Style havoc
This is a somewhat thorny issue. In fact, I just posted an issue respecting this the other day, to which no one has responded. Here's a quick overview, with enough to pursue it further on the MVPS website (probably not updated for 2007) or otherwise.
Formatting is not the same as a style, and paragraph styles are different from character styles. When a para style is applied to less than a complete paragraph (including the final pilcrow, or paragraph mark), a new character style is created. If you para style was, say, Body, the new character style would have the name Body char, and the chars would start adding up, along with occasional Body's, as you continued the practice. In Word 2007, the designers created what they call linked styles, which, in a sense, legitimizes this confusion. Some think it's great; I'm in the other camp.

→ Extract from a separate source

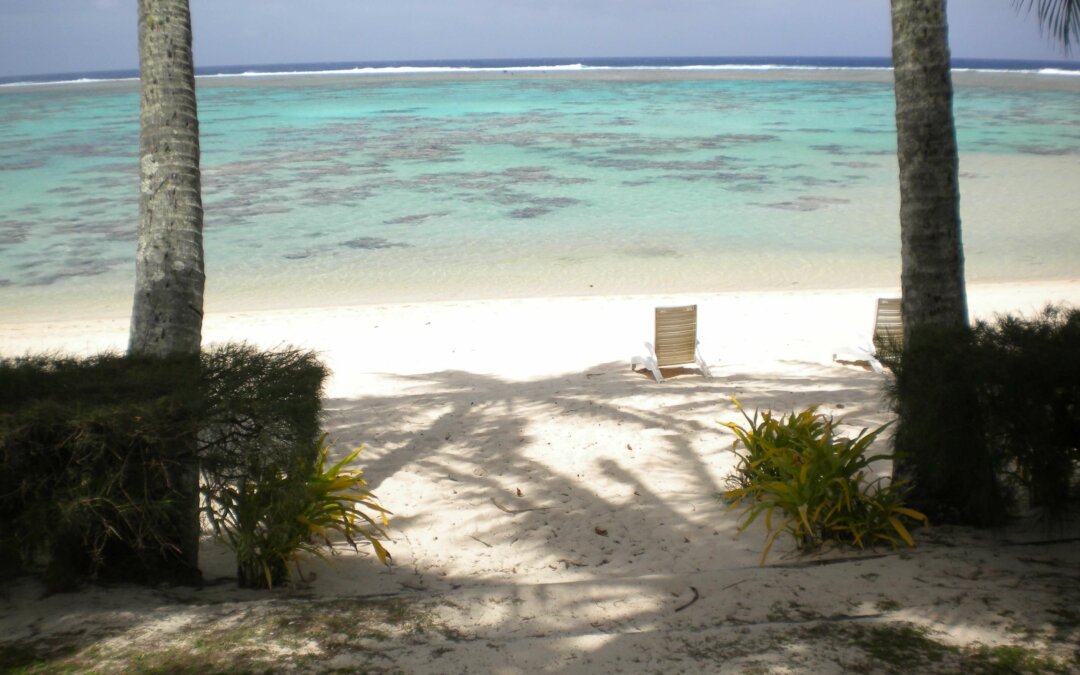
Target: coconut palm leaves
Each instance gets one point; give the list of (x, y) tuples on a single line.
[(1061, 17)]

"Keep track of formatting" is an open door to building long lists of similar style names.
Depending on your needs for Word, this may be a problem or not. When a long document gets filled up with such junk styles, as opposed the proper styles, the potential becomes greater for Word to get confused, so to speak, and for styles to start behaving strangely. Don't ask me what's actually going on in the background; I'm not a programmer by a long shot. Just imagine being a school teacher with five Amy's in the class and what could occur.
Part of my job is maintaining clean templates and documents (often long and complex ones), so I deal with these issues all the time. Word is more stable than it used to be, as is Windows 7 over XP, and documents with lots of junk, or superfluous styles that have been imported by authors pasting instead of "pasting special" as unformatted text, may remain stable more than they used to, but it's still tempting fate.